GE acquires Wise.io to deepen its machine learning stack

GE Digital today announced that it has acquired Wise.io, a machine-learning powered service that helps businesses find patterns and trends in their vast data stores. At first glance, that may seem like an odd acquisition for a company like GE. It’s important to keep in mind, though, that with Predix, GE already offers its customers a service that focuses on helping them monitor their equipment, whether that’s an industrial tool or an aircraft engine, and predict issues based on the monitoring data.

As GE CIO Jim Fowler told me, the company’s developers wrote a few hundred different models for lots of different assets in Predix. The service has some rudimentary AI capabilities, but the addition of Wise.io’s technology — which can find patterns on its own — and its team will allow GE to offer a far more flexible model. “As we think about services going forward, you’ll see GE enter verticals we haven’t been in before,” Fowler told me.

2hf4wuyu_400x400In many ways, GE itself is undergoing the kind of digital transformation that many of its own customers are dealing with. It’s undergoing what Fowler called a “new industrial revolution,” where it has to reposition itself to play in the field of analytics, data, machine learning, etc. To keep pace, the company has been making a number of acquisitions. These include the purchase of ServiceMax for almost $1 billion yesterday and Wise.io today (as well as the rather quiet acquisition of data integration platform Bit Stew earlier this year).
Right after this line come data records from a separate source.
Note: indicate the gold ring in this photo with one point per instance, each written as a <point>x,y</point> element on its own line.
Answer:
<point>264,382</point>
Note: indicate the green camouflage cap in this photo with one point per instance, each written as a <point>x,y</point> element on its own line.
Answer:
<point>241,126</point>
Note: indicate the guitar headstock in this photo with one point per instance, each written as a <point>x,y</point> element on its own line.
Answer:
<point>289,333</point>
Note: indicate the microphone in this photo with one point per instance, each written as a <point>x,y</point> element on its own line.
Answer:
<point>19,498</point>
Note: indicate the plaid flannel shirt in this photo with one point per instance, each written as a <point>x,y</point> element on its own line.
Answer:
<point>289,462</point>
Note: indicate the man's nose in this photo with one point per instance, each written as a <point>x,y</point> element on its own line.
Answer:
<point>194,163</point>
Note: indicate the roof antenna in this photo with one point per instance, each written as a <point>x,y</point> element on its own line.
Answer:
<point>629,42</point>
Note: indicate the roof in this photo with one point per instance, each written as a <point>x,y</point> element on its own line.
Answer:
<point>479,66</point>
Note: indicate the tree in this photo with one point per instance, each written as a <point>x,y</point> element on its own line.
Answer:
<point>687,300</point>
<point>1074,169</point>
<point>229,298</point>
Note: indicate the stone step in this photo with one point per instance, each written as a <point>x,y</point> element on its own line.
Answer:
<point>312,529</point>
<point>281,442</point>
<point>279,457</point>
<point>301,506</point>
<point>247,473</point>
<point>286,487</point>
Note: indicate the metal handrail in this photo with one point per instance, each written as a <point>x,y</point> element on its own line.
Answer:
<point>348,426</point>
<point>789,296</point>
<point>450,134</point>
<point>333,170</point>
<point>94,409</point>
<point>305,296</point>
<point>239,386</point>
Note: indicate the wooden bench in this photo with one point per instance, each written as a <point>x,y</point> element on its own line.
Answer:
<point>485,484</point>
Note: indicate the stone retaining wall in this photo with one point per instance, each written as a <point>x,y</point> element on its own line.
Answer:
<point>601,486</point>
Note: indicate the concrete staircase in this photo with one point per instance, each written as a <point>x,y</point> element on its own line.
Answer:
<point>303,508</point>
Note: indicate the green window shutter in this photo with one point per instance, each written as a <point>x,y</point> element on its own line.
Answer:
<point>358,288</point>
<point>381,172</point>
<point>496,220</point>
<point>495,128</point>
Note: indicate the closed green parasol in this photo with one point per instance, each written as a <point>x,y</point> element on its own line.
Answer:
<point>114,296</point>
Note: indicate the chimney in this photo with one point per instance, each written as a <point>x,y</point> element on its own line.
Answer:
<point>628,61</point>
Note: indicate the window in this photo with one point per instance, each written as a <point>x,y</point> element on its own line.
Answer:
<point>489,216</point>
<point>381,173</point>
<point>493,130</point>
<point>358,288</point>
GE and Wise.io did not disclose the acquisition price. Wise.io previously raised $3.58 million. The company also participated in the Alchemist Accelerator and Citrix Startup Accelerator programs.

Wise.io will continue to operate as usual and GE will continue to service its existing customers. While the company is mostly buying Wise.io for its technology and talent, this also means it’s getting access to quite a few Wise.io customers who probably never considered GE as a vendor. Wise.io’s users currently include the likes of Pinterest, Twilio, Thumbtack and Republic Wireless.

GE expects that software will bring in $15 billion in revenue by 2020 (I wonder if it used Predix to set that number…). The vast majority of this ($10 billion) will likely come from existing customers, $1 billion will come from the efficiencies it hopes to gain by driving internal usage of technologies like Wise.io and it expects that $4 billion will come from new customers.